Since 2023, 19 states have launched formal drug exchange programs. In Minnesota, 110 hospitals and clinics share real-time inventory data through a secure portal. If one runs low, another can donate-no paperwork, no billing. The state covers shipping. In 2024, these networks redistributed over 22,000 units of critical drugs. No one lost treatment. No one paid extra. And no one had to call a patient and say, “We don’t have it.”

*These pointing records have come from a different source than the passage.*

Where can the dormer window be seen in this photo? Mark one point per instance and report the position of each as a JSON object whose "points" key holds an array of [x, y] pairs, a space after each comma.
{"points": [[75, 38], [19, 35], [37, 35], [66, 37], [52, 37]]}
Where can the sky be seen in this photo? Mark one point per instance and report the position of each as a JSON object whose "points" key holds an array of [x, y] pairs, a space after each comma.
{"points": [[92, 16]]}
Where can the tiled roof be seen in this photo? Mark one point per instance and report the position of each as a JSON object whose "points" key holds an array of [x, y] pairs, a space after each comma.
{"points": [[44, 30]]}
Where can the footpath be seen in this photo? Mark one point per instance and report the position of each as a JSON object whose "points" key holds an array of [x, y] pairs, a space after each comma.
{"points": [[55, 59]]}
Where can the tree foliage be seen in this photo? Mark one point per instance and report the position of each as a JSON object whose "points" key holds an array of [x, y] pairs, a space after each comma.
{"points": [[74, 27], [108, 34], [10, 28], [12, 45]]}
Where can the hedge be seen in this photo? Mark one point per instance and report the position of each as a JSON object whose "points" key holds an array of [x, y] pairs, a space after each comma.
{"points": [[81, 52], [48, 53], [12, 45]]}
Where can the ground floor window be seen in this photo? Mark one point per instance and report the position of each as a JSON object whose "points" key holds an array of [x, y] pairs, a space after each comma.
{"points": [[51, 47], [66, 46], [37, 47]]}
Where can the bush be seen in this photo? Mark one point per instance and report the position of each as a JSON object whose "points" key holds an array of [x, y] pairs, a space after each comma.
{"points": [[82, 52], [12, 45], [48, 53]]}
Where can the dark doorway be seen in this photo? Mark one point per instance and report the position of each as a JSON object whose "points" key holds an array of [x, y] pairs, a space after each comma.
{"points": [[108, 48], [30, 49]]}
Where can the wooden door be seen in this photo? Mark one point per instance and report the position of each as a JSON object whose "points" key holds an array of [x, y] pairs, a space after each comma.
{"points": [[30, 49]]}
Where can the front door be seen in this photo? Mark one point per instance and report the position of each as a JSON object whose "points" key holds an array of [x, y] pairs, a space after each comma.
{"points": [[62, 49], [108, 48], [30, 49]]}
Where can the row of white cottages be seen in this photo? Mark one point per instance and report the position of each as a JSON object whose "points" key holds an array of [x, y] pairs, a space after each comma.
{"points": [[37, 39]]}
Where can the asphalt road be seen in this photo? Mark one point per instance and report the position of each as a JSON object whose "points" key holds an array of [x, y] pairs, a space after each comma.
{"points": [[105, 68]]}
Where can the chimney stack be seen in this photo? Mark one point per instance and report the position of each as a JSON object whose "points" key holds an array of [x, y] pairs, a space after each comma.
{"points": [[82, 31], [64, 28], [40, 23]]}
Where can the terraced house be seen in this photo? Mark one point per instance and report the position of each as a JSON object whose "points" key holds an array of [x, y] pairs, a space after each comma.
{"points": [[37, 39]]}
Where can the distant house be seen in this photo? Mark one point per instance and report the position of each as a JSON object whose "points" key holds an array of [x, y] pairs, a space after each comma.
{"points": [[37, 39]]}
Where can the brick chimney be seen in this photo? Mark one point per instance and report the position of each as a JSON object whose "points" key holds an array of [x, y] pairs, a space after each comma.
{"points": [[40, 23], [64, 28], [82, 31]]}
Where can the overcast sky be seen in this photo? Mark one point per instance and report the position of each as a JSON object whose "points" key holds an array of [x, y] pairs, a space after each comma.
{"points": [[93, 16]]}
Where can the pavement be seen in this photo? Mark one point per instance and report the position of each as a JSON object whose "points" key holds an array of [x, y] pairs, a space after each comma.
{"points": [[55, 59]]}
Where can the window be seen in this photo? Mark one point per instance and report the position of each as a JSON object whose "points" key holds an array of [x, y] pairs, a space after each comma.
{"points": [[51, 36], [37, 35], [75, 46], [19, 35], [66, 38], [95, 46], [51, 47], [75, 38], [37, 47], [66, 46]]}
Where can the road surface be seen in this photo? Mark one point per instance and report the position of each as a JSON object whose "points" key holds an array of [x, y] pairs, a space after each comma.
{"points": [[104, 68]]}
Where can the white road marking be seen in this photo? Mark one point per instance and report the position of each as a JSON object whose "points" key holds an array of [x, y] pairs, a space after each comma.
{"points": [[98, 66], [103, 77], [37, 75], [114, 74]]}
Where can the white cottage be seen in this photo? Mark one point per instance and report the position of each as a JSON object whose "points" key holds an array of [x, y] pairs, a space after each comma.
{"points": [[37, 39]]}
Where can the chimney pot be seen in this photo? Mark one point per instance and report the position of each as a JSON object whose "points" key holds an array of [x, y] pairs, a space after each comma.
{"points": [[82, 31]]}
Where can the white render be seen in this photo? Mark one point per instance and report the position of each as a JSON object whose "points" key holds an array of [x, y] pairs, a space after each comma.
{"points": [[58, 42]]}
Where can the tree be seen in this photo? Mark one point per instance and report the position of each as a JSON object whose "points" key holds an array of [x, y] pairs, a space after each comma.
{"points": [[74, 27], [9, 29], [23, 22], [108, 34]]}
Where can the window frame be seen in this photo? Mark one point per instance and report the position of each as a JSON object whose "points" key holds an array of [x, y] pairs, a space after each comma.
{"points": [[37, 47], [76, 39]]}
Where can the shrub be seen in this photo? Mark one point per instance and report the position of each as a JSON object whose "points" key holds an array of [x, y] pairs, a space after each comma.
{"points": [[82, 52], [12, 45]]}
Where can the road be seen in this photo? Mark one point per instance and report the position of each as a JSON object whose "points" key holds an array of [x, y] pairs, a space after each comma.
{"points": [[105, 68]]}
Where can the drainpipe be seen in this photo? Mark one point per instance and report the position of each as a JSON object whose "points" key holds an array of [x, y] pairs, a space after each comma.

What’s still broken-and what’s next

Not all solutions are working. Small rural hospitals still can’t afford backup stock. Independent pharmacies get squeezed out by bulk buyers. And global manufacturers still operate in silos. But change is accelerating. The FDA now requires manufacturers to report potential shortages six months in advance-a rule that took effect in January 2025. And for the first time, Medicare is starting to reimburse hospitals for the cost of maintaining drug buffers.

The future isn’t about one fix. It’s about layers: smarter inventory, shared networks, AI alerts, clinical substitution plans, and policy pressure. The hospitals that survive the next shortage won’t be the ones with the biggest budgets. They’ll be the ones that planned ahead, collaborated openly, and treated drug supply as a clinical issue-not just a logistics problem.

What patients can do

If you’re on a medication that’s been in short supply, ask your pharmacist: Do we have a backup? Is there a generic alternative? Are we part of a regional sharing network? Don’t wait until your prescription runs out. Talk early. Your care team wants you to be part of the solution.